A "commitment to Diversity" apparently has had real-life consequences, as I've just described. When doctors cannot treat patients because of a language barrier, this is a problem that can't be hidden behind phony rainbows and smiley faces.
A "commitment to Open Borders" obviously aided the spread of world-wide pandemic. In effect, the Diversity crossed the Open Borders and made everyone sick. All over the planet. The biggest transmission pipelines appear to be the international air routes. One would think these would be the easiest portions of the national boundaries to hermetically seal, but then if you do so you get accused of xenophobia and racism, I guess?
A "commitment to government-run healthcare" has just been shown to be a pipedream, as it has been the government-run hospitals, the federal and state public health authorities, who have screwed up every detail of the response to this pandemic from contradictory dictates on the efficacy of masks, the upending of long-established treatment protocols on the basis of politics, the reliance upon metrics and models which do not address the immediate emergency, the rationing (yes, it has been rationed!) of medical equipment like PPE and treatments, bureaucratic inertia, political ass-covering, and now the slow distribution of a vaccine --- that was available in January, BEFORE the "pandemic" even started here. Assuming the government decides to let you have a fighting chance, to begin with.
Any claim to "expertise" or "authority" these people had before has now been flushed down the toilet, for all their posturing, deliberate disinformation, changing of standards, and politicization of medicine. The technocratic state that in theory can handle any problem scientifically and impartially has been shown to be neither in practice. The bureaucrat's first loyalty is never to Country, it's always to his bureaucracy.
High-density, urban living as an antidote to "suburban sprawl" which merely served to ensure the disease spread more-rapidly among the densely-packed population.
The reliance of urban areas upon Mass Transit systems which acted as a handy conduit for the transmission of the disease.

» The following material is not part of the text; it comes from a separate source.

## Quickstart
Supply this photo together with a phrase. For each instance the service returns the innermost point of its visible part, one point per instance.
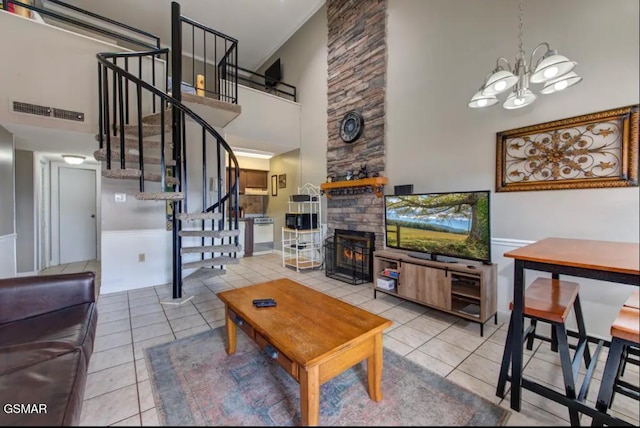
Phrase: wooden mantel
(376, 183)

All of it boilerplate libtardism, all of it washed away by the Sino Snot Storm.
And it gets worse.
Because the government response to this crisis (which government largely created) was an increase in government power in the form of lockdowns, enforced economic inactivity, removal of civil rights -- to assemble, to worship, mask mandates, and so forth -- and if you live here in New York State, a "suggestion" that may very well become law, that the governor or his clown car full of idiots, may "detain" you or give you medical treatment against your will based upon little more than "suspicion" that you might be sick, or are a danger to society.
That's when Governor Doofus McFucktard suddenly doesn't arbitrarily assume an expertise in the matter of vaccines.
They say the true worth of a person is revealed in times of crisis. "They" also say that any system is only as good as it's weakest links. If the past year has taught us anything, it its that those who lord it over us by virtue of election, appointment, or fancy degrees, have no worth, and that the systems they employ to "protect" us are, likewise, constructed of pitifully weak links. These are, incidentally, systems which the worthless are attempting to preserve -- with all of their spite -- in the attempt to continue to be in a position of "control".
It's time to break out the Tar and Feathers.
3 comments:
Chinese is a written language, Mandarin and Cantonese are spoken languages. Minor nitpick.
Interesting. I was not aware of this, myself.
I don't mind nitpicking if it is constructive/informative. That was.
However, I think I did make mention of the fact that there were two variants of Chinese spoken in these parts.
Mandarin and Cantonese are dialects og Chinese so your nitpick is inaccurate.